医院ブログ

2017.05.16更新

 新年度がスタートし、既に一月半が経過しましたが、仕事場や学校叉は自治体の健診が既に始まっている頃かと思います。一般的な内科系健診の場合の内容としては、身体測定(身長、体重、腹囲)、血圧測定、検尿、血液検査、心電図等になります。
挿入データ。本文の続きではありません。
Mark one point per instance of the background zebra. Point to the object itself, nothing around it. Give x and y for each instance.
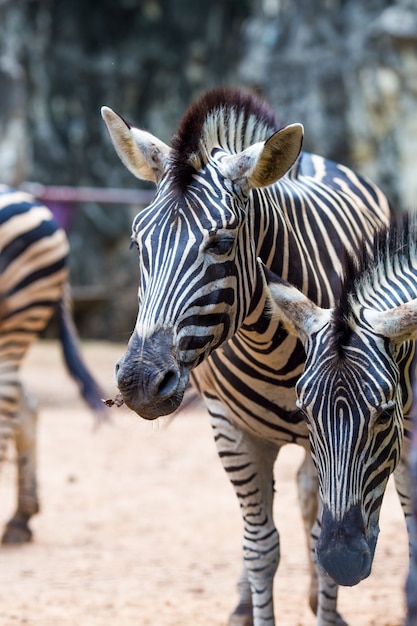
(202, 296)
(33, 284)
(356, 393)
(411, 586)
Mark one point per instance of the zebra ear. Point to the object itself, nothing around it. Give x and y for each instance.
(265, 162)
(286, 303)
(398, 324)
(143, 154)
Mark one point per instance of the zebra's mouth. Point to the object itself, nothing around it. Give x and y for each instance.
(150, 379)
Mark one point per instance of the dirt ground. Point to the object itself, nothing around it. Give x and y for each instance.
(140, 527)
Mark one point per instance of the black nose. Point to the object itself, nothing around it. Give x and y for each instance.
(342, 550)
(166, 383)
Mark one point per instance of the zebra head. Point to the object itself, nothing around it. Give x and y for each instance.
(198, 269)
(352, 394)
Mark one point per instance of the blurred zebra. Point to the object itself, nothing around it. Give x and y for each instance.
(233, 187)
(33, 284)
(356, 393)
(411, 585)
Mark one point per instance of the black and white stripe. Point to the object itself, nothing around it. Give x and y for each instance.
(232, 189)
(356, 394)
(33, 284)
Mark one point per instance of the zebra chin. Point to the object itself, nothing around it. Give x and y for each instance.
(150, 380)
(342, 551)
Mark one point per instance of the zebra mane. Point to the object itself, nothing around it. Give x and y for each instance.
(379, 278)
(222, 118)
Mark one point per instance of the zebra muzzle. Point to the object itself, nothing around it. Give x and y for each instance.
(342, 549)
(150, 380)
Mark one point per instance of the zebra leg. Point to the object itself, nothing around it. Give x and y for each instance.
(17, 529)
(248, 462)
(308, 498)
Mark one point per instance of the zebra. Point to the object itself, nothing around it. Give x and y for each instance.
(235, 186)
(33, 284)
(356, 393)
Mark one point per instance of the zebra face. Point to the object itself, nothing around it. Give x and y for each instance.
(197, 275)
(198, 267)
(353, 393)
(354, 412)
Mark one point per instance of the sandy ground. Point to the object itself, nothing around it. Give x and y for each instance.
(140, 527)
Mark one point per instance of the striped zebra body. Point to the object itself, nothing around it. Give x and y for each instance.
(226, 196)
(356, 395)
(33, 284)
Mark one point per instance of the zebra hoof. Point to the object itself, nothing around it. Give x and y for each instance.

健診の意義としては、普段、定期的に医療機関に掛かっていないか、掛かっていてもごく限られた分野のみが対象の場合、ちょっとした体調の変化を早期に拾い上げ、大病を未然に防いだり、早期に治療導入に結びつくことが期待されます。
中でも、指摘されることの多い項目としては、肥満、高血圧、脂質異常、肝機能異常、高尿酸血症、高血糖叉は糖尿病が多いと思います。
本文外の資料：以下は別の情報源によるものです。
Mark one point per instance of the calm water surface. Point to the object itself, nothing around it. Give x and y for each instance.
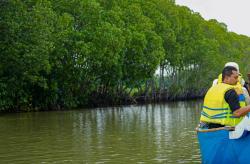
(162, 133)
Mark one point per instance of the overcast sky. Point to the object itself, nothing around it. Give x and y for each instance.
(234, 13)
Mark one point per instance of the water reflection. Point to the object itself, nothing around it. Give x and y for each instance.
(162, 133)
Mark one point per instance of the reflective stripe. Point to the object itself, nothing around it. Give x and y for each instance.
(221, 115)
(215, 108)
(241, 97)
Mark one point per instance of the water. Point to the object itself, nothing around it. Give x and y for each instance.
(162, 133)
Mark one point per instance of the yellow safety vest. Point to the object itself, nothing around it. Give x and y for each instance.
(238, 89)
(216, 109)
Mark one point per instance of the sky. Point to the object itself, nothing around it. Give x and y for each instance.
(234, 13)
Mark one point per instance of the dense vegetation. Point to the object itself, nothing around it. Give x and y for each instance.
(64, 54)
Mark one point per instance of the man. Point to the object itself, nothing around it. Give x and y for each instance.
(221, 104)
(241, 84)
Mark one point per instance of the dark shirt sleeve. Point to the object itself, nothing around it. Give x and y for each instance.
(232, 99)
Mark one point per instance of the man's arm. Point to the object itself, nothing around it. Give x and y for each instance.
(242, 111)
(232, 99)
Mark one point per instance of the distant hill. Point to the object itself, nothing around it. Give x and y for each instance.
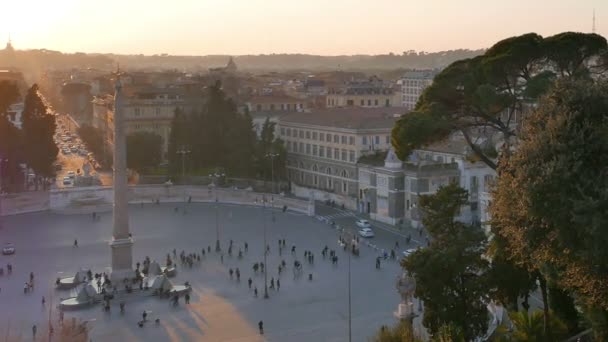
(407, 60)
(32, 62)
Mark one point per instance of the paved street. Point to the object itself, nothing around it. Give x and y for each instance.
(221, 309)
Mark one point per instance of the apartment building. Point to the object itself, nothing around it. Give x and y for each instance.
(367, 93)
(413, 83)
(323, 148)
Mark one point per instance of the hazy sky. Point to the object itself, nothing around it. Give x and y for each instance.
(327, 27)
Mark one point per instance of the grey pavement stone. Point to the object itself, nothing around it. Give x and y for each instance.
(222, 309)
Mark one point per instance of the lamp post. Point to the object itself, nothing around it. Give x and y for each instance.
(350, 336)
(183, 151)
(214, 176)
(265, 250)
(272, 156)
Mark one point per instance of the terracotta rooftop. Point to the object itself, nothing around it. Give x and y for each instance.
(349, 118)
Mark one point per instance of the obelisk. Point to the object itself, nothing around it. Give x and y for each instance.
(122, 258)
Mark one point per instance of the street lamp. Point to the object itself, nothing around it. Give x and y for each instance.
(214, 176)
(183, 153)
(265, 249)
(271, 156)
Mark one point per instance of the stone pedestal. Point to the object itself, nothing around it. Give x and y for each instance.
(121, 260)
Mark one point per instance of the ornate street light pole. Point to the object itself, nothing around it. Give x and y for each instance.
(265, 249)
(183, 152)
(215, 176)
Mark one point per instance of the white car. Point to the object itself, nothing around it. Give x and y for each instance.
(366, 232)
(8, 249)
(409, 252)
(361, 223)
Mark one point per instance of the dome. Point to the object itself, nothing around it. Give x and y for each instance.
(392, 161)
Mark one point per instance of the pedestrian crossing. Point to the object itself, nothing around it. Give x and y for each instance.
(336, 215)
 以前、このコラムでも書きましたが、高血圧は’サイレントキラー’と呼ばれ、血管の老化を促進し、心筋梗塞、大動脈解離、脳出血、脳梗塞、くも膜下出血等の重大な病気を引き起こす大元になるものの、多くの場合は無症状の為に放置されがちです。特に50歳代以下の若い方では、健診直後は勤務先や家族に促され真面目に通院されても、お薬などで一旦血圧が安定してしまうと、多くの場合受診を中断され、元の木阿弥になってしまうことが少なくありません。つまり、元々高血圧の症状がなく、一旦血圧が正常化することで、更なる通院の動機が無くなってしまうのではないでしょうか。若い方では日々の生活に追われ、痛くも痒くもない病態に関わってられないと言う事が本音ではないでしょうか。無治療又は治療中止で再び放置され、突前に心臓発作(多くは急性心筋梗塞)や脳卒中などを発症され、最悪そのまま帰らぬ人に、というケースも少なくありません。
 また、最近指摘さることが多いものに、肝機能障害があります。AST、ALT値の上昇が指摘されますが、多くの場合、脂肪肝の関与の比率が多いように思われます。脂肪肝という病名は肝臓病のなかでも比較的軽症な病態の響きを持っているようにお感じなると思いますが、時に肝硬変や肝臓がんにも発展する場合もあり、侮れないことをご了解ください。
 いずれにせよ、大事なことは、せっかく健診で指摘された項目については、放置しないこと、受診された場合はどこが、どの程度問題でありるのか、その活習慣の改善や治療に関して何が必要であるのかを、担当医から納得できるまで説明を受けていただき、問題点の解決に努めていただきたいと考えます。